Die Macher bei der RSA-Konferenz haben die 11.000 Besucher mit Innovation ganz anderer Art verblüfft und treten in ein neues Marktsegment. Der Anbieter von Security-Software und Tokens steckt seinen Zeh erstmals in Hardware-Gewässer und bietet eine Appliance, die vor allem den Mittelstand mit “erstklassigen Sicherheiten” versorgen soll. ‘SecurID Appliance’ soll dem Mittelstand eine mehrfache Authentifizierung bei einfacher Einrichtung bieten. Produktmanager Greg Wood sagt, die simple Konfiguration und die kurze Setup-Zeit kommen der neu adressierten Kundegruppe entgegen. Die neue Version des ‘RSA Authentication Manager 6.0’ soll helfen, die ebenfalls mitgelieferten Security-Tokens für bis zu 1000 Sitze zu verwalten.
Konkurrent TriCipher will ebenfalls mit einem Authentifizierungswerkzeug angreifen. Auch wenn sich der kleine Anbieter gegen die etablierte RSA wenig Chancen ausrechnet, gibt es hier eine mit Smart Card abgesicherte Hardware-Lösung für einzelne Arbeitsplätze. Der Security-Spezialist Verisign hat sich ebenfalls bei der RSA-Konferenz als Anbieter von Smart-Card-Tokens mit Speicherfunktion, Authentifizierung und automatischer Passwort-Generierung einen Namen gemacht.
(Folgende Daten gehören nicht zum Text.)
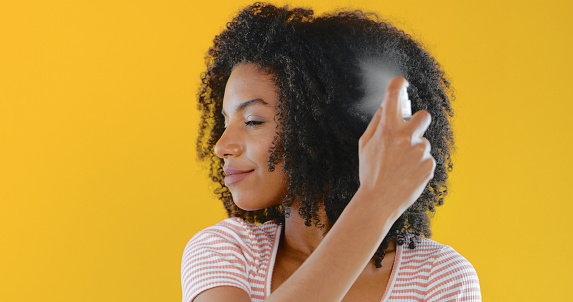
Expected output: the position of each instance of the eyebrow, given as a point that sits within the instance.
(246, 104)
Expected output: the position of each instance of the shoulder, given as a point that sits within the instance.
(226, 254)
(446, 273)
(237, 233)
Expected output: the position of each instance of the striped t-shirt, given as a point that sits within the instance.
(240, 254)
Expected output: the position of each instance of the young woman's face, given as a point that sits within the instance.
(249, 107)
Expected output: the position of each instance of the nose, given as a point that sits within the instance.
(228, 144)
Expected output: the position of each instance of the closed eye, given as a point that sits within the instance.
(253, 123)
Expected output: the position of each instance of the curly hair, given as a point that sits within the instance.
(316, 64)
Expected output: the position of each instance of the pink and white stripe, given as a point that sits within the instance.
(239, 254)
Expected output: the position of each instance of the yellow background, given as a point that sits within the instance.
(100, 189)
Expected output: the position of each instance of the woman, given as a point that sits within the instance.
(327, 202)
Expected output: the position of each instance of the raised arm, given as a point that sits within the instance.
(395, 167)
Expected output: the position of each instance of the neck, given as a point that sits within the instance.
(300, 240)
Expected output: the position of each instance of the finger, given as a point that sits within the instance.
(395, 89)
(419, 123)
(372, 126)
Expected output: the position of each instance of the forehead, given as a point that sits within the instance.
(246, 83)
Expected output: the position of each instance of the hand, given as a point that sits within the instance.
(395, 160)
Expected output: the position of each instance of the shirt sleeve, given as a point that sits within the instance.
(212, 258)
(453, 278)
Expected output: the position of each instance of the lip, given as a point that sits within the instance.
(235, 175)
Innovativ lesen sich auch die Produktbeschreibungen der neuen Cisco-Initiative: Mit ‘Adaptive Threat Defense’ (ATD), das aus mehreren Softwareprodukten und virtuellen Firewalls besteht, soll das sich selbst verteidigende Netzwerk einen Schritt näher rücken, weil dabei hochadaptive Lösungen verwendet werden. Sie sollen auf verschiedenen Layern arbeiten, Angreifer unterschiedlichster Art dynamisch adressieren, erkennen und ihnen den Weg abschneiden. Die Netzwerk-Performance soll dadurch aber nicht beeinträchtigt werden, so der Hersteller.
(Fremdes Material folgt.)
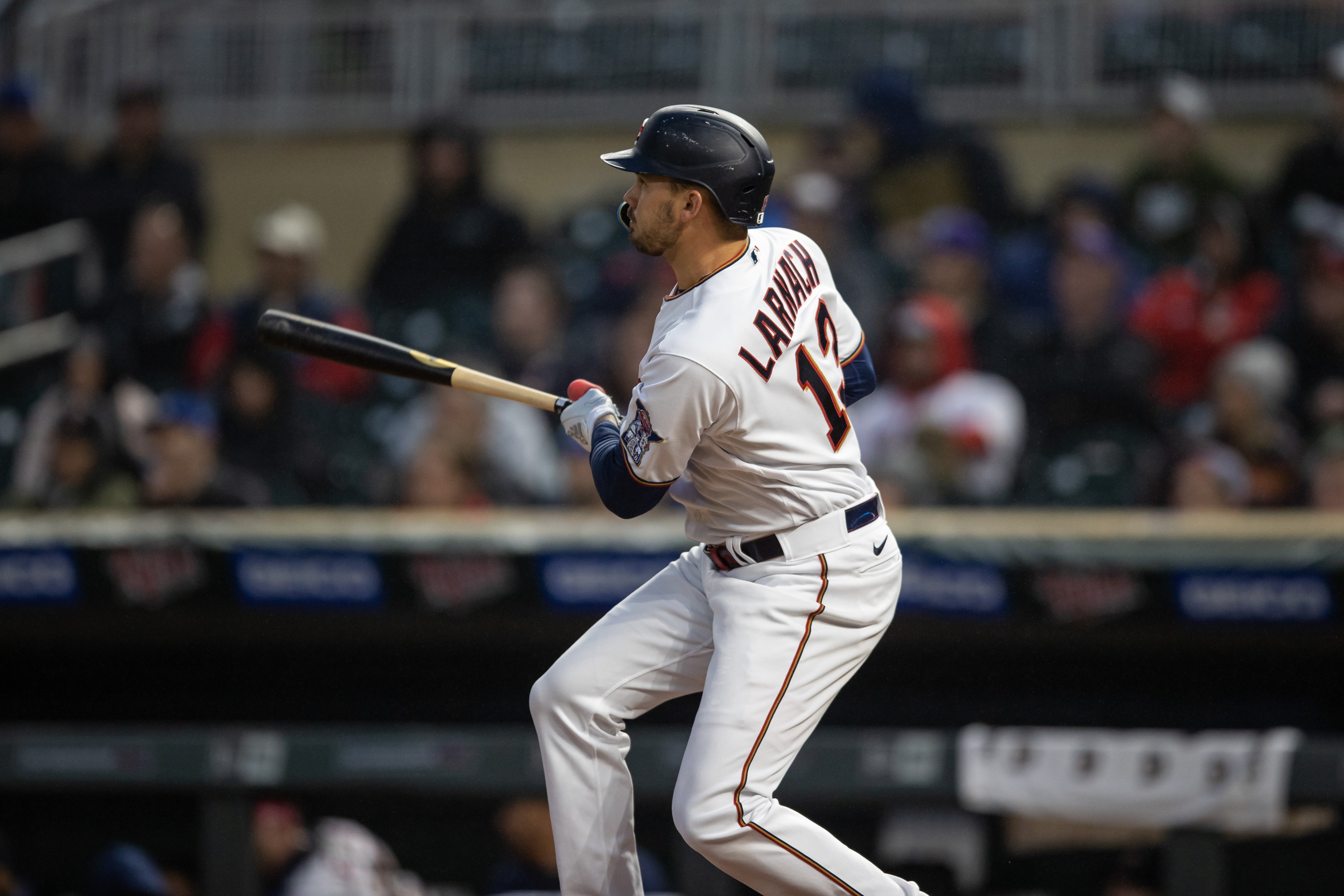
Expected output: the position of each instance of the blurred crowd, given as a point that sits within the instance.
(1175, 339)
(333, 857)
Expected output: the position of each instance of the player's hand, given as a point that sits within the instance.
(587, 412)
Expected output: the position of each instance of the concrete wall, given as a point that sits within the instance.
(358, 181)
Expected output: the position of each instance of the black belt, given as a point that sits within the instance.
(768, 546)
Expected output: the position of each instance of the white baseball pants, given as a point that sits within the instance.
(771, 645)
Doch wenn ein Angriff dennoch erfolgt, kommt der Bösewicht selten allein und viele Anwender stehen vor der Frage, welchen sie zuerst packen sollen. Darüber haben sich gleich die Forscher von drei Unternehmen den Kopf zerbrochen. Cisco, Symantec und die kalifornische Qualys haben ein systematisches Grading der Gefahren entwickelt, das dem Admin im Notfall eine Art To-Do-Liste an die Hand gibt. Die Priorisierung der Sicherungsaufgaben ist nicht auf ein bestimmtes Betriebssystem beschränkt, soll aktuell gehalten werden und sich weltweit durchsetzen.
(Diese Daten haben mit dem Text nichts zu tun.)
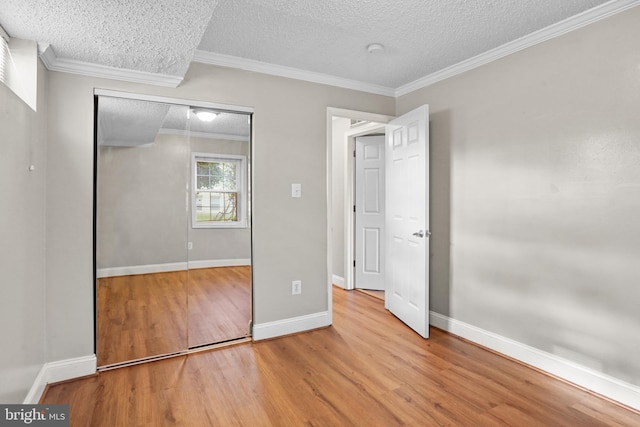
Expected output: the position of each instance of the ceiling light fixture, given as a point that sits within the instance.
(375, 47)
(205, 115)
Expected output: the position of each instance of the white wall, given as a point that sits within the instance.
(22, 242)
(290, 239)
(535, 171)
(338, 176)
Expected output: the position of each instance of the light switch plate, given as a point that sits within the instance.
(296, 190)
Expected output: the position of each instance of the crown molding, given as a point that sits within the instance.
(563, 27)
(288, 72)
(205, 135)
(598, 13)
(53, 63)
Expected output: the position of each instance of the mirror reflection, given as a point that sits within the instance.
(173, 246)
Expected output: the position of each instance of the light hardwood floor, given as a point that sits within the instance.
(368, 369)
(147, 315)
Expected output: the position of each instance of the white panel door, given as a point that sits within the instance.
(369, 211)
(407, 219)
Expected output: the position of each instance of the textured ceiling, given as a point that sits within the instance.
(421, 37)
(156, 36)
(131, 122)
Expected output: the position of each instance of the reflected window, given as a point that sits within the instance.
(219, 191)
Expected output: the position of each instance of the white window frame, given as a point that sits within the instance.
(241, 180)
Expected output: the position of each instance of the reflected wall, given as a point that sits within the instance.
(166, 283)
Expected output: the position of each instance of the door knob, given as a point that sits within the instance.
(421, 233)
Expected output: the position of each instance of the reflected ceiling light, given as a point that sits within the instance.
(375, 47)
(205, 115)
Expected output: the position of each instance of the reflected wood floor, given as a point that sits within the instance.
(147, 315)
(141, 316)
(368, 369)
(219, 304)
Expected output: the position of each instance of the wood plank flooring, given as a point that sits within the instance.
(219, 304)
(141, 316)
(147, 315)
(368, 369)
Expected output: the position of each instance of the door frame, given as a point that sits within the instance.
(351, 182)
(380, 120)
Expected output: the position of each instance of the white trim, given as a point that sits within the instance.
(288, 72)
(61, 370)
(337, 280)
(351, 114)
(349, 186)
(172, 266)
(170, 100)
(129, 270)
(53, 63)
(563, 27)
(605, 385)
(241, 189)
(206, 135)
(63, 65)
(292, 325)
(4, 34)
(219, 263)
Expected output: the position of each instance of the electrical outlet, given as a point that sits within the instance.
(296, 287)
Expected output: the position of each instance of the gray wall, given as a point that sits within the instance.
(535, 196)
(290, 237)
(141, 205)
(22, 242)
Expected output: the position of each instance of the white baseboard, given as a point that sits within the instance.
(219, 263)
(293, 325)
(338, 281)
(172, 266)
(61, 370)
(605, 385)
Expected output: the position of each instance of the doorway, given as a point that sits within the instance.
(172, 226)
(407, 220)
(343, 126)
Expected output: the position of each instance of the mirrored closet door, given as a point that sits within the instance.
(172, 238)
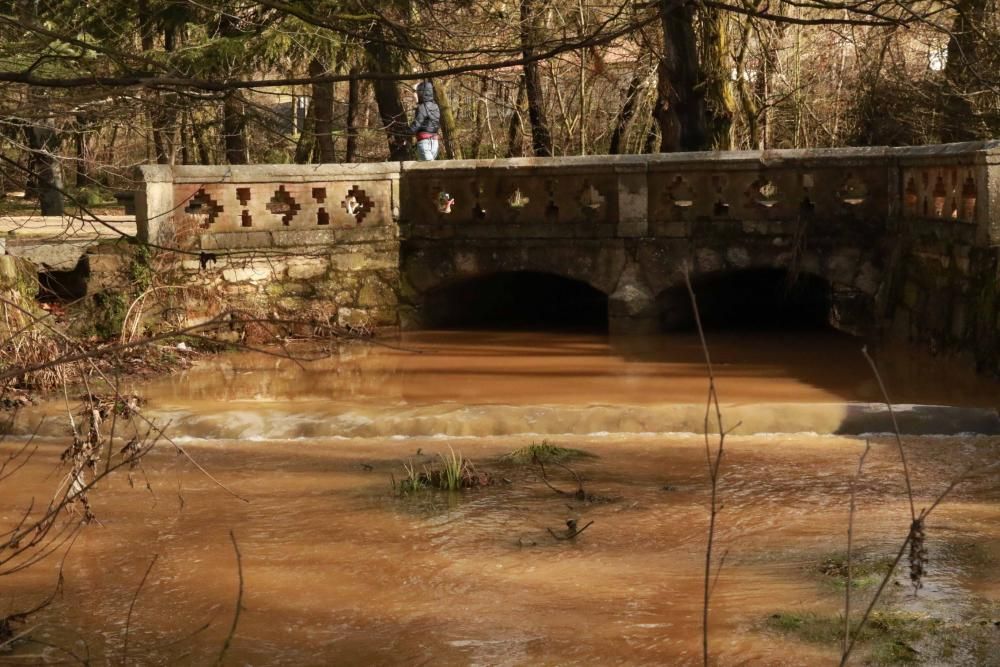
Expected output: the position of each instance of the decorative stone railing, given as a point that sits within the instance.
(260, 206)
(594, 197)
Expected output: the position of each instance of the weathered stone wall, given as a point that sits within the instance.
(906, 238)
(627, 225)
(280, 240)
(945, 279)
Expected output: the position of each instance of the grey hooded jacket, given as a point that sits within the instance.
(427, 117)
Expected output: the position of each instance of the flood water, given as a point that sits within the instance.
(337, 568)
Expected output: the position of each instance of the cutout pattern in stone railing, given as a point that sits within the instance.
(940, 193)
(203, 204)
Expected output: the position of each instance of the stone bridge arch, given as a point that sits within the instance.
(852, 276)
(429, 268)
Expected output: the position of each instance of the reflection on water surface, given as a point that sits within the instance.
(339, 570)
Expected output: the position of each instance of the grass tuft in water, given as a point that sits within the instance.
(454, 473)
(453, 467)
(545, 453)
(889, 636)
(867, 571)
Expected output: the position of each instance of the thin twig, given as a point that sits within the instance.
(850, 553)
(239, 600)
(128, 618)
(713, 463)
(895, 430)
(902, 549)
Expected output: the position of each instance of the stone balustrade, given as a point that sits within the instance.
(233, 207)
(907, 239)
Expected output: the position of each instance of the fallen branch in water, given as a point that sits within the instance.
(128, 618)
(915, 536)
(239, 600)
(714, 465)
(571, 530)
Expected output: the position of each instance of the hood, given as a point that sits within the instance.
(425, 91)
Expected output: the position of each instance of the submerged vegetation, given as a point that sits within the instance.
(544, 452)
(452, 473)
(893, 637)
(866, 570)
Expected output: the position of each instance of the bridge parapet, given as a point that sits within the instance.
(589, 197)
(904, 237)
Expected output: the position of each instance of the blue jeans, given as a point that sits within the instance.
(427, 149)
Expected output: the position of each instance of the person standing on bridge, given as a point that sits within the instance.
(426, 121)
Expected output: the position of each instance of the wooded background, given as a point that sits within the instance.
(91, 89)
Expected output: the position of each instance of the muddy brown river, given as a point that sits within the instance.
(339, 568)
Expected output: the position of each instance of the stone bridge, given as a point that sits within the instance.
(897, 239)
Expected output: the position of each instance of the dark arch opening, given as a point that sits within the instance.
(759, 299)
(525, 300)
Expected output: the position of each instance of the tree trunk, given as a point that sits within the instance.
(385, 58)
(716, 66)
(516, 122)
(448, 129)
(83, 156)
(43, 139)
(477, 140)
(962, 71)
(541, 138)
(353, 100)
(628, 109)
(185, 138)
(323, 113)
(307, 140)
(233, 111)
(234, 129)
(680, 104)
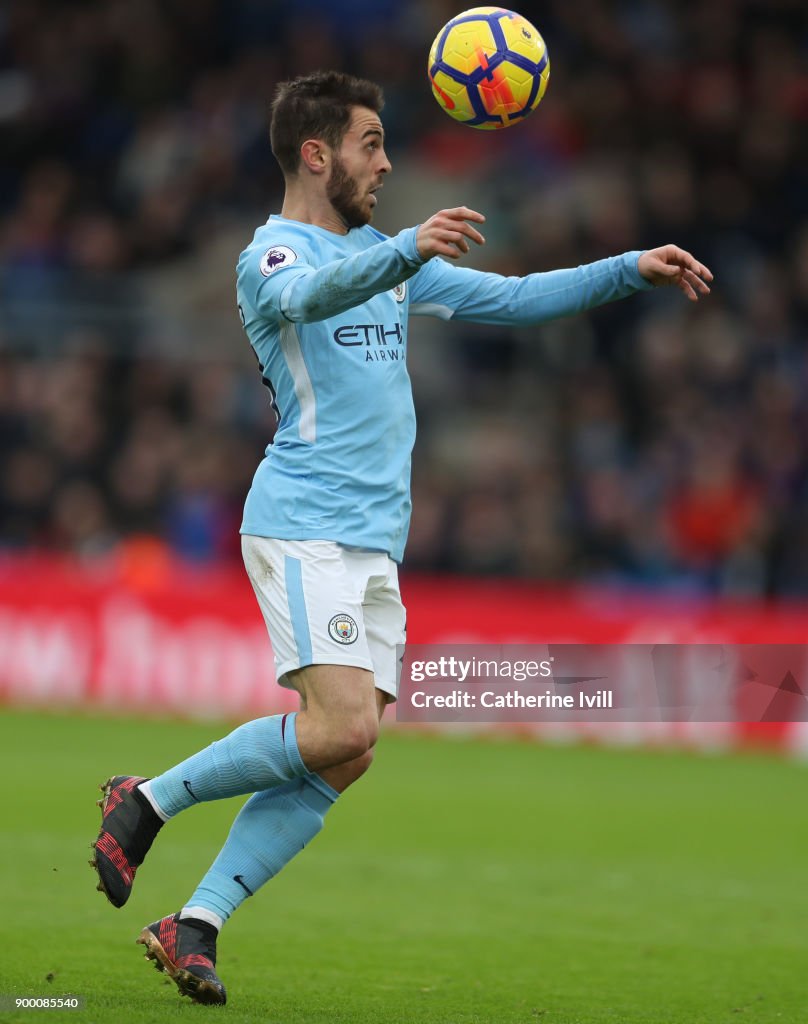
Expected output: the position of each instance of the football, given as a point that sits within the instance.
(488, 68)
Doch nach der jetzt formulierten Security-Devise von Symantec-Chef Thompson gehen auch kleinere Anbieter vor. Er sagte schließlich, Security sei etwas für Spezialisten. Und nach diesem Motto geht beispielsweise auch Sophos mit einem an die Computer-Forensik angelehnten Antivirus-Tool vor. Außerdem sind die unabhängigen Firmen Forum Systems, Sarvega, Reactivity und Data Power offensichtlich auch in dieser Geisteswelt zuhause. Sie haben die Extensible Markup Language (XML) – bislang die Grundlage aller für Web Services geschriebenen Software – als Gefahrenquelle erkannt. XML-Fehler können schließlich die ganze Struktur lahm legen und dieses Problems nehmen sich die kleinen Innovatoren jetzt an. Es sei schon sehr spät für die Industrie, diesen Fehler zu erkennen, sagen sie. John Thompson zu diesem Thema: “Erfinder sehen Dinge, die andere nicht sehen, das Glück begünstigt den Mutigen.” Im Security-Bereich gilt dies wohl – zumindest noch in dieser Woche in San Francisco.